Profits for the first half of the year also were down, but by just 3.9% to $14.7 million, or $1.28 a share, even as revenue edged higher by 2.5% to $657.5 million. The company said earnings would have been nearly flat during the six-month period without $2.3 million in acquisition and legal costs related to the contract, which is still under protest by three other bidders.
"The second quarter demonstrated continued momentum in the market place and in the execution of our strategy," Vectrus CEO Chuck Prow said Tuesday in a news release. "Our growth-related efforts continue to be successful, as we significantly increased our revenue with the Navy and the Air Force, won new contracts, including our first contract with the Department of State, expanded existing contracts, secured recompete business" and won the logistics work.
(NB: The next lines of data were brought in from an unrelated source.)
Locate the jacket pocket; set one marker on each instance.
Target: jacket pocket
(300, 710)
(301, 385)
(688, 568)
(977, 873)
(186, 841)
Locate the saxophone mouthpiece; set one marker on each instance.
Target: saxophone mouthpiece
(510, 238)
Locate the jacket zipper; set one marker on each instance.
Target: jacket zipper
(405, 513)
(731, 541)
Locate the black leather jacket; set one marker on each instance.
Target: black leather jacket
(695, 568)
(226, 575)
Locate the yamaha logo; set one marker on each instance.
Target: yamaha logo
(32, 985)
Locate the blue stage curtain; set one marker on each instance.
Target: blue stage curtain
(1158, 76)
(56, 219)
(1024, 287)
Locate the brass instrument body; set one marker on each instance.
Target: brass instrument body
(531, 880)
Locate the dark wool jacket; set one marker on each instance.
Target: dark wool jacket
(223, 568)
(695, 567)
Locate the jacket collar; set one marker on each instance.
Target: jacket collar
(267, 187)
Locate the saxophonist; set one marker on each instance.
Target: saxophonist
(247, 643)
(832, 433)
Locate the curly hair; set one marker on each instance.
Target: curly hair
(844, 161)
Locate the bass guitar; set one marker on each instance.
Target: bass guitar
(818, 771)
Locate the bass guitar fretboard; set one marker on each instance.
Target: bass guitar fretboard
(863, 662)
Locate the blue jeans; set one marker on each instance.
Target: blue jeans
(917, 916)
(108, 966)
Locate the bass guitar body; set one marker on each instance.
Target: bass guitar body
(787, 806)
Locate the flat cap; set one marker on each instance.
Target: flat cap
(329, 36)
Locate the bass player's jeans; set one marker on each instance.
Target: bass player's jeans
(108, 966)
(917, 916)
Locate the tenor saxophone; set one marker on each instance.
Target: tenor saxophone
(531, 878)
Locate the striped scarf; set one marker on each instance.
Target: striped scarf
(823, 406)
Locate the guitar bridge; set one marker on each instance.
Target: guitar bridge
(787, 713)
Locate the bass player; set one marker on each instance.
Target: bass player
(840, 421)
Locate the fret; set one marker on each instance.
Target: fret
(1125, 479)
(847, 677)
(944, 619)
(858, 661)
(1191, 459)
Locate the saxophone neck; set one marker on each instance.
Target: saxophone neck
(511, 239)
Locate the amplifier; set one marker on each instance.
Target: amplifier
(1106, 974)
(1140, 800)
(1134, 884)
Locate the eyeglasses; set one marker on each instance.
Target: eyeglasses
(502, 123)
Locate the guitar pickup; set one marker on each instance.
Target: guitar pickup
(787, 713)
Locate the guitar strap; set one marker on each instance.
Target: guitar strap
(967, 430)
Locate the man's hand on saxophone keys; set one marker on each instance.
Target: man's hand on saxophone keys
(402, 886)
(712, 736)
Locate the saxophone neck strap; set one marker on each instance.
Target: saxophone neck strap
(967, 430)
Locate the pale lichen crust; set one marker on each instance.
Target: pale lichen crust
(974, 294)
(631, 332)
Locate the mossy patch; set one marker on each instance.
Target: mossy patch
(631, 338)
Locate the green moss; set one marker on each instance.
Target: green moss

The company had not announced the State Department contract, which is shared with 10 other bidders and has a maximum value of $6 billion over the next five years. The 11 winning bidders will compete for individual contracts, including facility repair and maintenance, property renovation, travel support, food service and other operations.
Vectrus raised its revenue forecast based on the contract wins and acquisition by about $65 million, to between $1.37 billion and $1.39 billion. But the company also cut its earnings estimate by nearly $4 million, or 35 cents a share, to between $32.7 million and $35.3 million, or $2.82 to $4.05 a share, because it plans to accelerate capital spending to prepare for the contract wins and other growth.
Prow said he expects revenue to grow by double-digit percentages next year as the Logistics Civil Augmentation Program (LOGCAP) 5 contract begins generating revenue. He expects the Government Accountability Office to resolve protests by AECOM, Flour and PAE-Parsons by mid-August after rejecting DynCorp International's protest July 31.